A identidade de cada pessoa fundamenta-se num self real, que é também biológico, mas este self não é auto-subsistente, ele é descentrado do “si mesmo” e centrado no outro – verdadeiramente “é o outro”. Quando S. Paulo exprime a sua relação de amor com Cristo é nestes termos que o faz: “Já não sou eu que vivo, é Cristo que vive em mim” (Gal. 2,20). Paulo fala da sua identidade como de um “não-eu”, que não é uma anulação ontológica. Esta frase, independentemente do contexto religioso cristão em que se situa, tem um carácter paradigmático e exemplar, e por isso mesmo tem um sentido mais literal e existencialmente concreto do que pode parecer à primeira vista. Esta mesma experiência é feita por cada pessoa que vive numa relação de amor verdadeiro, de autêntica com-paixão. Há aqui uma negatividade do eu que não tem um significado em si mesma, ela tira o seu significado do facto de ser condição necessária da positividade-do-outro-em-mim, e reciprocamente, já que o mesmo raciocínio vale para a “não-existência” do “si mesmo” do outro como condição de possibilidade da positividade-de-mim-no-outro. Há aqui uma reciprocidade que só pode entender-se enquanto os dois pólos da relação acabam por ser na ordem da existência uma só realidade. Vê-se aqui como um novo paradigma se apresenta ultrapassando a racionalidade, quer da sociobiologia, quer do budismo.

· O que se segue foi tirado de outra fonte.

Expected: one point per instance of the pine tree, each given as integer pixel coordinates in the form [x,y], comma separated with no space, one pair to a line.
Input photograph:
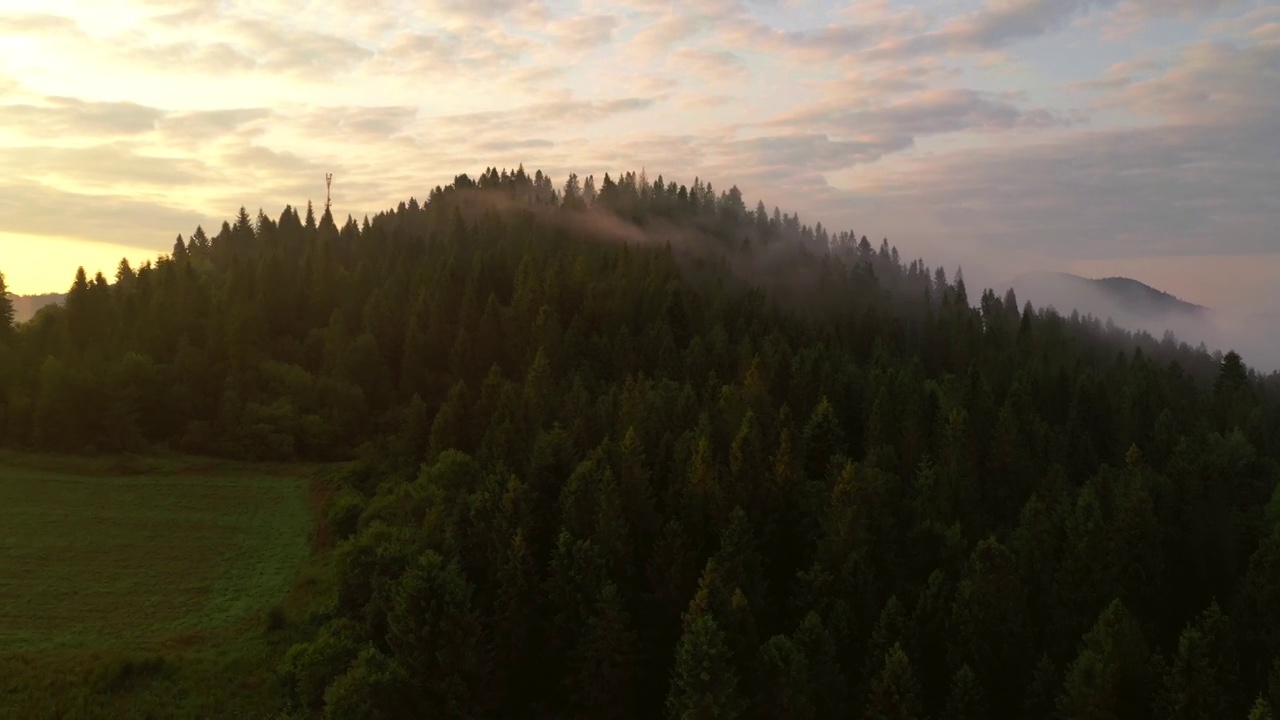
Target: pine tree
[967,701]
[703,683]
[7,310]
[895,693]
[1110,677]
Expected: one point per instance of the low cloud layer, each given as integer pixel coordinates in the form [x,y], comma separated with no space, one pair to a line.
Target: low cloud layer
[970,133]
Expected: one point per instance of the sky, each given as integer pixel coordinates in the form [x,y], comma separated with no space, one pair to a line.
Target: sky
[1132,137]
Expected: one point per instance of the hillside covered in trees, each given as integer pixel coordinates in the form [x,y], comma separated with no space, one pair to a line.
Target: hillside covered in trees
[641,450]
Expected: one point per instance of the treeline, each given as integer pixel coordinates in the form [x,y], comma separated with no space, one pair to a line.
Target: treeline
[638,450]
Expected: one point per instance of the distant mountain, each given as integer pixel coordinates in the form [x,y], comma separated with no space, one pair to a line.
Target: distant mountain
[26,306]
[1119,299]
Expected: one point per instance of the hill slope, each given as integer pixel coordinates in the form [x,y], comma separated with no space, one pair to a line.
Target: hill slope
[24,306]
[1104,297]
[643,451]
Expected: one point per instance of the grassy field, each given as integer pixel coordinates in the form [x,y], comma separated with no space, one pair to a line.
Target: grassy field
[138,588]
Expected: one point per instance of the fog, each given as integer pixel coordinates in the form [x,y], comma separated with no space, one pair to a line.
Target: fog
[1255,336]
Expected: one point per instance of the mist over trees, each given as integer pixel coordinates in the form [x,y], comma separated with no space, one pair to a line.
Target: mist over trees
[635,450]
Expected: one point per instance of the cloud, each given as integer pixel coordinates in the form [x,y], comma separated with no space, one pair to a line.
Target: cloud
[1105,194]
[711,65]
[548,114]
[876,131]
[103,165]
[191,57]
[39,23]
[1000,23]
[99,218]
[584,32]
[661,35]
[204,126]
[1211,81]
[68,115]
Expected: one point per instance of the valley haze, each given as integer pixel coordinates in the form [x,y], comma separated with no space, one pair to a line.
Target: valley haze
[1115,139]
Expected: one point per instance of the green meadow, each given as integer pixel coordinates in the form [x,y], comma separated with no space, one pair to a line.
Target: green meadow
[149,588]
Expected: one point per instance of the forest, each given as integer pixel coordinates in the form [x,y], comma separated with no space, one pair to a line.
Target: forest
[643,451]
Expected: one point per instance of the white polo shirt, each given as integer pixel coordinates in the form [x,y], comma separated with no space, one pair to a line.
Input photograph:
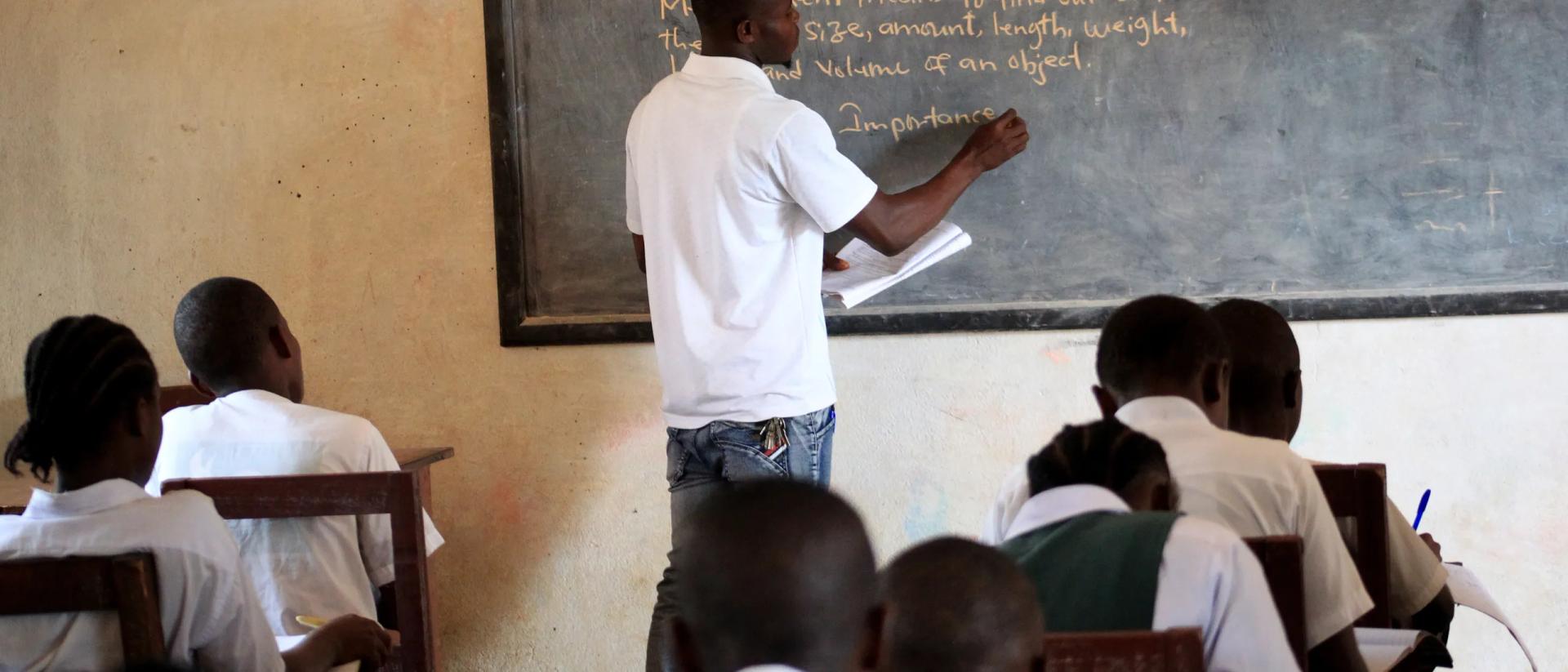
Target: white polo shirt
[206,605]
[733,189]
[1208,580]
[1254,486]
[323,567]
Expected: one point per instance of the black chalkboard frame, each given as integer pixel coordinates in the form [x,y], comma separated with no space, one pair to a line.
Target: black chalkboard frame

Neste sentido, uma abordagem relacional da ética ultrapassa em muito a mera racionalidade de tipo kantiano. Em que sentido? A ética não pode ser apenas objecto de uma análise racional ao nível da linguagem e obedecendo apenas às regras da lógica e da gramática tradicionais. A linguagem ética tem também, de algum modo, uma natureza relacional. A verdade ética não é fundamentalmente a que resulta de um mero confronto argumentativo-racional entre dois seres humanos que se colocam diante um do outro, como se o desfecho de uma tal argumentação devesse saldar-se pela vitória de um sobre o outro. A ética só pode exprimir-se em discurso quando expressar uma relação pessoal inter-poiética, de amor, que dá origem a “um só discurso”. O vértice da ética é o amor, o amor recíproco, um amor em que quem ama se aniquila por amor do outro e renasce no amor recíproco do outro. É esta abordagem que as Ciências Cognitivas não podem fazer, porque a sua metodologia não é adequada a tal abordagem. Veremos no entanto que ela não está totalmente ausente dos textos cognitivos.